Il avait fait la connaissance de G______ dix jours plus tôt et l’avait déjà vu au volant d’un véhicule. Il ne lui avait donc pas demandé s’il était titulaire d’un permis avant de lui passer le volant puisqu’il l’avait souvent vu conduire (C-310).

C. a. Aux débats d’appel, A______ a persisté dans ses explications. Il n’avait pas accompagné G______ dans l’immeuble. Il ne le connaissait que depuis un mois avant les faits et n’avait pas de raison de s’impliquer dans ses histoires. Le passage à Genève n’était qu’un crochet ; ils s’étaient rendu immédiatement après à P______ [France], où il habite, et étaient ensuite partis pour M______, qui était le but principal de leur déplacement.

À son arrivée à Genève, il avait déposé G______ et avait attendu dans la voiture.
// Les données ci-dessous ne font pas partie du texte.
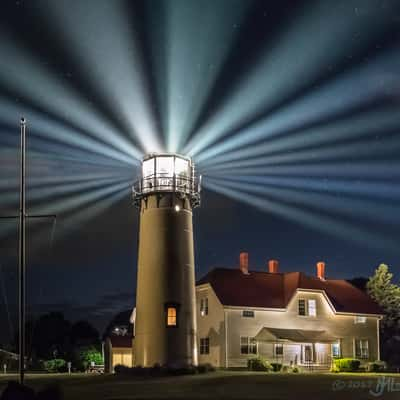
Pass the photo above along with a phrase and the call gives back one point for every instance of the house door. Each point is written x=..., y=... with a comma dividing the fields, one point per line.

Il en était sorti lorsque G______ l'avait appelé, mais il ne voulait pas se mêler de son histoire. D______ n'avait pas été obligée de venir avec eux ni de s’asseoir dans la voiture. Il y était monté en premier, du côté droit et s’était assis à l’arrière ; il n’avait pas du tout parlé ni rien fait. D______ n'était pas en état de choc, il serait intervenu s’il y avait eu de l'abus. Il avait été naïf.

Il ignorait, avant le contrôle du 25 novembre 2020, que G______ ne disposait pas d’un permis de conduire valable. Il l’avait vu au volant d’autres véhicules ; comme G______ disposait déjà d’une voiture, il avait accepté de louer la H______ même si cela pouvait paraître illogique puisque le loueur était une connaissance de G______.

b. Par la voix de son conseil, A______ persiste dans ses conclusions. Le jugement entrepris consacrait une violation de la présomption d’innocence d’autant plus choquante que la recherche d’ADN sur la veste de la victime était négative. Sa simple présence passive lors des faits ne constituait pas une complicité, faute de toute action de sa part. Il n’avait pas accompagné G______ dans l’immeuble de la plaignante ; D______ n’avait pas été encerclée ni contrainte, elle était montée de son plein gré dans le véhicule. Il était monté en premier dans la voiture (cabriolet à deux portes), était assis derrière elle et ne l’avait en rien menacée. Les échanges Snapchat démontraient, par l’utilisation du singulier par les deux interlocuteurs, qu’il n’avait pas pris part à la discussion ni à la contrainte. Il n’avait rien dit et la déclaration contraire de D______ ne pouvait pas être retenue car elle s’était contredite et l’avait confondu avec G______, prêtant à l’appelant les propos tenus par ce dernier. Les faits s’étaient passés en plein jour dans un quartier fréquenté, les choses s’étaient déroulées calmement sinon les passants seraient intervenus. D______ était sortie seule et librement de la voiture. Il ne connaissait ni E______, ni son frère et n’avait donc pas pu signaler la présence de celui-ci avec les policiers. D______ n’avait été que quelques minutes dans la voiture, soit entre le message envoyé à 16h48 et son retour devant son domicile vers 17h, en ayant récupéré son téléphone et ses chaussures. Il n’avait joué aucun rôle dans les faits, qui se seraient produits de la même manière s’il n’avait pas été présent. Il n’avait pas participé à l’infraction et n’en avait d’ailleurs jamais eu l’intention : en l’absence de position de garant le fait de s’abstenir d’intervenir ne constituait pas une infraction.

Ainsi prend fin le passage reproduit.